EDITORIAL: In a wide ranging interview he recently gave American podcaster, Lex Fridman, Indian Prime Minister Narendra Modi made incredible claims about relations with Pakistan.
Since he became PM in 2014 the old peace process aimed at resolving all outstanding issues of conflict between the two neighbours, including the core issue of Kashmir, has been dead in the water.
Meanwhile, the ultra-right Hindu nationalist leader of India routinely uses hate speech to burnish his anti-Pakistan credentials.
But responding to a question about tensions with this country, he presented himself as a proponent of peaceful coexistence, telling the podcaster, “we expected them [Pakistanis] to live and let live and yet, they chose not to foster a harmonious coexistence. … They have waged a proxy war against us.”
As a matter of fact India does not have harmonious relations with any of its neighbours, with the result that the South Asian Association for Regional Cooperation, established in December 1985, has failed to take off to-date.
Challenging Modi’s “misleading and one-sided” assertions, the Foreign Office in Islamabad rightly averred that peace and stability in South Asia have remained hostage to India’s “rigid approach and hegemonic ambitions.”
The FO also noted that his remarks conveniently omit the Jammu and Kashmir dispute, which remains unresolved for the last seven decades despite India’s solemn assurances to the UN, Pakistan and the Kashmiri people.
Making a bad situation worse, in August 2019 the Modi government scrapped the Illegally Indian Occupied Jammu & Kashmir’s (IIOJ&K’s) special status, unleashing a reign of terror on its people.

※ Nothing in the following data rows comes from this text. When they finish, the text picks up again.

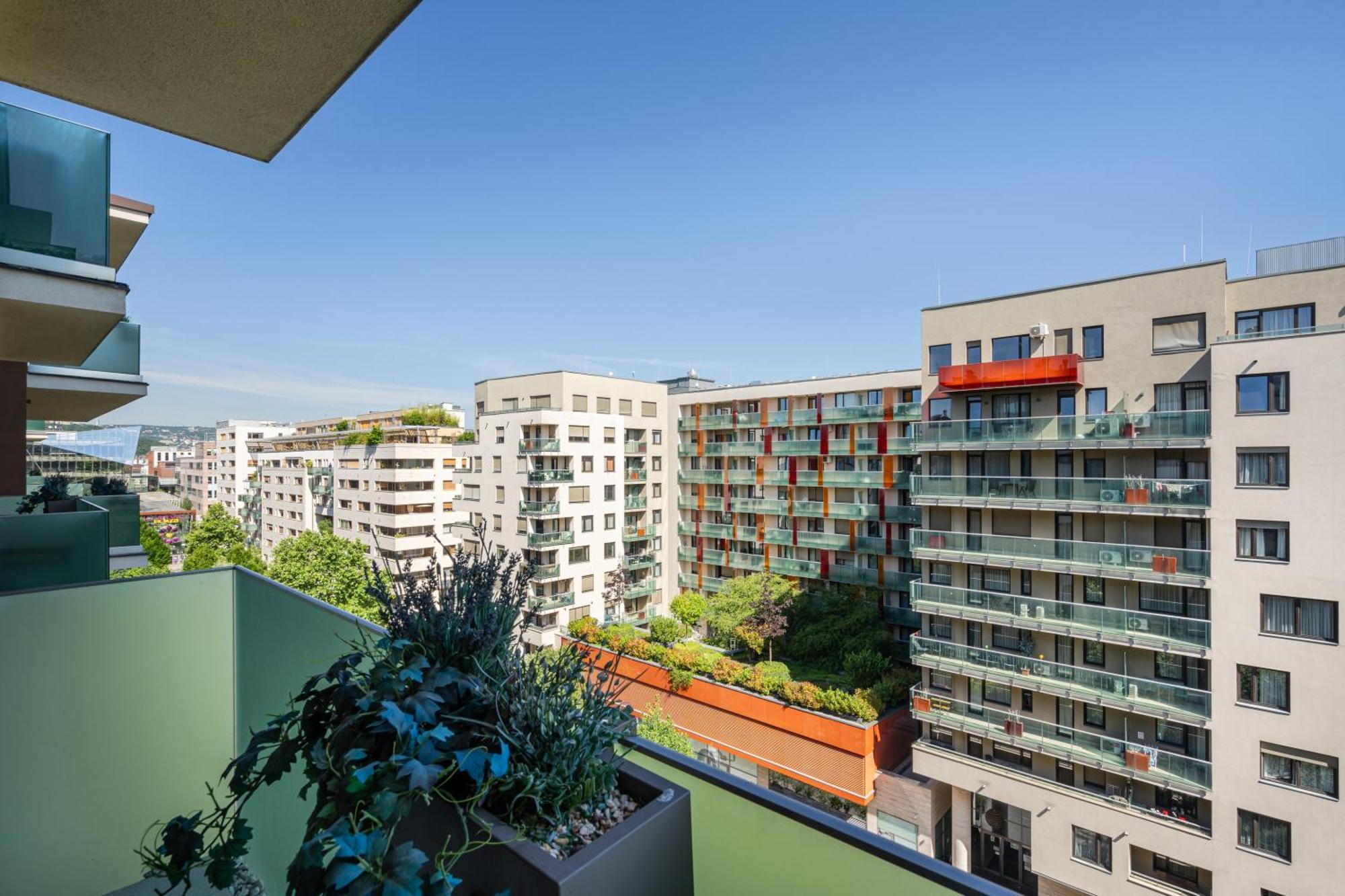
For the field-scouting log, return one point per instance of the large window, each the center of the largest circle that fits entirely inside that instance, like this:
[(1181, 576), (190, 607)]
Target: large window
[(1264, 395), (1179, 334), (1093, 848), (1011, 348), (1265, 467), (1300, 618), (1093, 342), (1282, 321), (1264, 686), (941, 357), (1264, 540), (1300, 770), (1264, 833)]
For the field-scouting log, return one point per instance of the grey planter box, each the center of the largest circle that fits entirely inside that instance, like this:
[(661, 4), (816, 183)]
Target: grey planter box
[(649, 853)]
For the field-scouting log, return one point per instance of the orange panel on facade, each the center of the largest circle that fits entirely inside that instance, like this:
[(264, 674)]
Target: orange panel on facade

And in a complete sham it also tried to alter the disputed region’s demographics. Yet it has failed to quell the Kashmiri people’s struggle to break the yoke of Indian rule. It is pertinent to recall here that a previous BJP government headed by Atal Behari Vajpayee had worked with Pakistan’s then president Gen Pervez Musharraf to find an out of box resolution of the Kashmir issue. They are believed to have almost reached an agreement when the hawks in the BJP intervened to undermine it.
Speaking in the IIOJ&K assembly earlier this month, Omar Abdullah also recalled that India and Pakistan had come closer to resolving the Kashmir issue during Dr Manmohan Singh-led government (it lost momentum, though, due to certain extraneous circumstances), adding that he is not expecting a return to that situation in his lifetime – his way of saying there is no hope of peace returning to the region as long as Narendra Modi is at the helm in New Delhi.
As regards his allegation of Pakistan waging a proxy war, the PM must not forget that a RAW operative, Kulbhushan Jadhav, caught red-handed instigating sabotage and terrorism in Baluchistan is on the death row in this country.
There is a lot more India is doing to destabilise this country, as publically acknowledged a while ago by its national security adviser, Ajit Doval. All this vitiates the atmosphere, ratcheting up tensions that impede, at least for the short-term, any prospects of a “harmonious coexistence”.